Financial News

Does A Fund Manager Really Make Any Difference?

The saying goes that the more you practise the luckier you seem to get – but does this apply to investment fund managers?

Renowned psychologist Daniel Kahneman reckons success is a combination of talent and luck.

But investors want to rely on safe hands and skill rather than luck when handing over their cash.

Billionaire investor Warren Buffet likens choosing an investment manager to flipping a coin.

If you had a 1,000 managers and flipped three times each, he reasons, the odds are 250 would have a perfect record, but maths says 31 gained their status just by luck.

Eventually, he says, if the managers play the game long enough, none would show profits over a long time as their records would even out according to the law of averages.

More luck than skill

Fund managers would like investors to believe their results are more skill than luck, but the truth is they cannot predict the future even though they have gut instincts, millions of terabytes of economic data and the laws of statistics to pick a winner.

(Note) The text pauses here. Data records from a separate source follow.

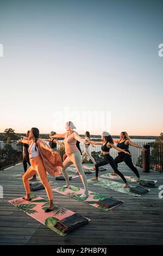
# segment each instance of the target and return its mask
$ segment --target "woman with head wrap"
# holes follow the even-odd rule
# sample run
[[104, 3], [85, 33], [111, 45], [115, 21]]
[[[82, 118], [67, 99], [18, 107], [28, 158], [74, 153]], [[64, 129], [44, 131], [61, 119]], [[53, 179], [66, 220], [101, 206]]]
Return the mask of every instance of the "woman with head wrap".
[[111, 156], [111, 155], [109, 154], [109, 150], [111, 148], [114, 148], [117, 150], [119, 150], [121, 152], [124, 153], [124, 154], [127, 154], [128, 155], [130, 155], [129, 153], [124, 150], [123, 149], [118, 148], [117, 147], [115, 146], [114, 145], [113, 139], [111, 135], [109, 133], [109, 132], [103, 132], [102, 134], [101, 138], [102, 138], [102, 140], [103, 141], [102, 142], [90, 142], [91, 144], [92, 144], [94, 145], [102, 145], [101, 149], [102, 150], [103, 155], [104, 156], [104, 160], [103, 161], [95, 164], [96, 177], [92, 179], [92, 180], [94, 180], [95, 181], [98, 181], [98, 168], [100, 166], [105, 166], [105, 164], [108, 164], [108, 163], [109, 163], [111, 167], [112, 167], [112, 168], [114, 169], [114, 172], [116, 173], [117, 175], [120, 176], [120, 177], [123, 180], [124, 182], [125, 183], [125, 185], [124, 185], [124, 187], [127, 188], [129, 187], [129, 184], [127, 182], [127, 180], [125, 179], [123, 175], [122, 174], [122, 173], [121, 173], [121, 172], [120, 172], [118, 170], [115, 163], [113, 158], [112, 157], [112, 156]]
[[65, 147], [65, 153], [67, 157], [63, 163], [64, 167], [62, 168], [62, 172], [67, 183], [66, 187], [68, 188], [70, 187], [68, 176], [66, 169], [68, 166], [73, 163], [80, 176], [84, 187], [84, 193], [80, 196], [80, 198], [86, 198], [88, 196], [89, 191], [87, 179], [82, 167], [82, 155], [77, 147], [77, 141], [82, 143], [85, 143], [85, 141], [82, 139], [77, 132], [73, 131], [73, 129], [76, 129], [76, 127], [73, 123], [70, 121], [66, 124], [66, 132], [62, 134], [57, 134], [51, 136], [51, 138], [64, 138], [64, 143]]

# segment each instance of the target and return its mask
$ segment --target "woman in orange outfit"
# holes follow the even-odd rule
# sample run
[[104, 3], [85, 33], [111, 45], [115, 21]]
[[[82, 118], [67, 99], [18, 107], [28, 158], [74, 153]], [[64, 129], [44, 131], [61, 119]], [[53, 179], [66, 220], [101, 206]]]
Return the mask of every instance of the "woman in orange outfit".
[[52, 191], [48, 181], [46, 171], [52, 176], [60, 175], [60, 167], [63, 167], [63, 164], [60, 155], [54, 151], [45, 142], [39, 138], [39, 129], [33, 127], [29, 132], [29, 138], [30, 139], [18, 141], [18, 142], [29, 144], [28, 151], [31, 164], [31, 166], [22, 178], [27, 193], [27, 196], [23, 197], [23, 199], [28, 201], [32, 200], [28, 179], [37, 173], [45, 187], [49, 200], [49, 207], [45, 211], [46, 212], [49, 212], [53, 211], [54, 204]]

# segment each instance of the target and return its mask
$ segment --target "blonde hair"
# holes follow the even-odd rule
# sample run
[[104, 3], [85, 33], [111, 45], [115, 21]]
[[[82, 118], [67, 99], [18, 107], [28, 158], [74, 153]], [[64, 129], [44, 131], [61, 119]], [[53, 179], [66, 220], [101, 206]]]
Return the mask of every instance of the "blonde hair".
[[127, 132], [122, 132], [121, 133], [123, 134], [125, 139], [130, 139]]

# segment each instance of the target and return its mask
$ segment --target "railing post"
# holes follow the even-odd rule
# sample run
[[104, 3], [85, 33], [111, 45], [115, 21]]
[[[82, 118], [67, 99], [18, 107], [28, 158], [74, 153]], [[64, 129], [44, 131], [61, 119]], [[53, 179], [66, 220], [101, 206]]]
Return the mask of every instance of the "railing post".
[[149, 173], [150, 167], [150, 145], [146, 144], [143, 147], [147, 150], [143, 151], [143, 171]]

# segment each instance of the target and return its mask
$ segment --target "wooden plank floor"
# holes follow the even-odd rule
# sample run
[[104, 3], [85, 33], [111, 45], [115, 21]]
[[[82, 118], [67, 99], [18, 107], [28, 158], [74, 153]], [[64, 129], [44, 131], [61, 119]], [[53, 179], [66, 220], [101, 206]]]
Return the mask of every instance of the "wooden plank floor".
[[[107, 171], [112, 172], [109, 166]], [[151, 170], [144, 173], [138, 168], [142, 178], [155, 179], [157, 186], [163, 185], [163, 174]], [[119, 169], [125, 175], [133, 173], [124, 164]], [[0, 199], [0, 245], [160, 245], [163, 244], [163, 198], [158, 197], [158, 187], [151, 188], [149, 193], [139, 198], [89, 185], [89, 190], [112, 196], [124, 203], [110, 212], [105, 212], [85, 203], [53, 192], [55, 202], [91, 219], [91, 222], [65, 237], [61, 237], [18, 210], [8, 200], [24, 195], [21, 180], [13, 175], [22, 173], [19, 164], [0, 172], [0, 185], [4, 198]], [[87, 174], [88, 179], [95, 174]], [[55, 181], [53, 177], [50, 180]], [[83, 187], [80, 178], [71, 181], [74, 186]], [[57, 181], [53, 187], [64, 184]], [[36, 194], [47, 199], [45, 190]]]

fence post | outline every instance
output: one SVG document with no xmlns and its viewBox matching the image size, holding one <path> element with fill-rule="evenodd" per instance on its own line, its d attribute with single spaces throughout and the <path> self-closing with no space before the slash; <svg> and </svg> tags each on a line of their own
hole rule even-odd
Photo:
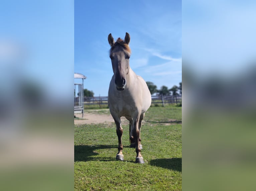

Standard & Poor’s, the US credit agency eloquently pointed out that fact after conducting a five year review of the American fund market.

They decided that 25% of funds outperformed the market, 25% underperformed, 25% bombed and 25% shut up shop.

So the odds of choosing a star fund manager are one in four and, says Standard & Poor’s, if you back the wrong guy, you have to have money riding on at least two star performers to even out your losses on the others.

Investor behaviour

With US markets and funds booming over the past three years, top results don’t make a fund manager a star because most people can make money at the top of the cycle. To see who really makes the cut means waiting to see who bags a profit when economic times are tougher.

Andrew Wilson, head of investment with financial firm AXA Wealth also argues investor behaviour should be considered when assessing fund performance.

“How the funds performed depends on when investors buy in as much on how the manager looks after their cash,” he said. “The best US fund for the 10 years to 2009 was CGM Focus Fund. The fund returned 18% a year but the average investor posted an 11% annual loss because they bought and sold at the wrong times.”

So maybe who the fund manager is doesn’t matter – maybe investment growth is down to timing when to twist and when to stick.